La proposta, a prima firma di Cristina Rossello (FI), è stata assegnata alla VI Commissione Finanze il 7 marzo scorso. La modifica è semplice: le quote di genere avrebbero validità non più per 3 mandati, ma per 6 nel complesso. Gli studi che dimostrano gli effetti positivi della presenza di donne negli organi societari non mancano, non ultimo quello dell’Università Bocconi e Consob di fine dello scorso anno. Lo studio ha evidenziato che “quando la percentuale di donne supera un determinato threhold, che varia tra il 17% e il 20% del board, le stime evidenziano un effetto positivo e significativo su tutte le misure di performance utilizzate”. Nel dettaglio i parametri presi in esame sono ROA, ROE, ROIC e ROS.

Proprio per le evidenze degli effetti positivi della legge cosiddetta Golfo-Mosca, la proposta di allungare la durata dell’obbligo delle quote di genere di altri tre mandati ha raccolto, così come in occasione della legge del 2011, sostegni trasversali. Fra i firmatari compaiono anche Graziano Del Rio e Pier Carlo Padoan (Pd), Mara Carfagna e Deborah Bergamini (FI), Laura Boldrini, Emanuela Rossini,Giuseppina Occhionero(Leu).

Nel frattempo anche le aziende stanno facendo la loro parte. Dopo Enel, infatti, anche Leonardo, in occasione della prossima assemblea degli azionisti di aprile, dovrebbe inserire le quote nello statuto. Politica e società per una volta vanno di pari passo. E nella stessa direzione si è mossa anche Borsa Italiana, che ha già inserito la raccomandazione nel codice di autodisciplina delle società quotate.

Un movimento di concerto, quindi, che punta a far rimanere l’Italia fra le best practise in Europa con una percentuale di donne nei cda oltre quota 30% secondo gli ultimi dati. In un contesto internazionale, che per altro, si sta muovendo in questa direzione.
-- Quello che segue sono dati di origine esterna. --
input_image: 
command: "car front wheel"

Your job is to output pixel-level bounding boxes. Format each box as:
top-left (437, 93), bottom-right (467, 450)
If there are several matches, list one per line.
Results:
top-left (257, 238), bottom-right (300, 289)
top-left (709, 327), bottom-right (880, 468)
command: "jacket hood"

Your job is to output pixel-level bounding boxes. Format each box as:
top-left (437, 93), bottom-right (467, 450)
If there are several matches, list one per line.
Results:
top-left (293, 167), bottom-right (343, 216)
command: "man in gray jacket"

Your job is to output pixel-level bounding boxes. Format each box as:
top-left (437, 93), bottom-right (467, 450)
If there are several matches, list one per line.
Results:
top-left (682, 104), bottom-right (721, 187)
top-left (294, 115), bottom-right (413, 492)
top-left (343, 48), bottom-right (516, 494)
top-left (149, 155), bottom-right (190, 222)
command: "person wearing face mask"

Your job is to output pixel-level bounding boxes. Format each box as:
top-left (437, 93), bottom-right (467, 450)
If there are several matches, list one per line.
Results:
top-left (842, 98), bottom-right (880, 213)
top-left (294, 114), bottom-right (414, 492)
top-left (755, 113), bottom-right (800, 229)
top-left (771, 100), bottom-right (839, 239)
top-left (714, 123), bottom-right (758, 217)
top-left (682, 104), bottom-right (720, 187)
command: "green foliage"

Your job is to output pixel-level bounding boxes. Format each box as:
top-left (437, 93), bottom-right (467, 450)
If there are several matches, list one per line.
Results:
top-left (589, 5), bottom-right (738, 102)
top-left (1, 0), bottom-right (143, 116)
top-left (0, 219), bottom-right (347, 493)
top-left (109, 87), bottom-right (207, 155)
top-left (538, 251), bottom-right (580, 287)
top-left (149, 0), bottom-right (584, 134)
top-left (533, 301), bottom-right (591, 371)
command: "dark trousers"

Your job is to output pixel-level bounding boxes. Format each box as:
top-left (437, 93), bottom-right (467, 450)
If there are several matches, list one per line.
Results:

Anche negli Stati Uniti, dove nell’autunno scorso lo Stato della California ha approvato una legge che impone alle società quotate con headquarter in California di avere almeno una rappresentanza femminile nei consigli di amministrazione entro il 2019. Per la prima volta siamo in anticipo rispetto agli States di quasi una decina d’anni.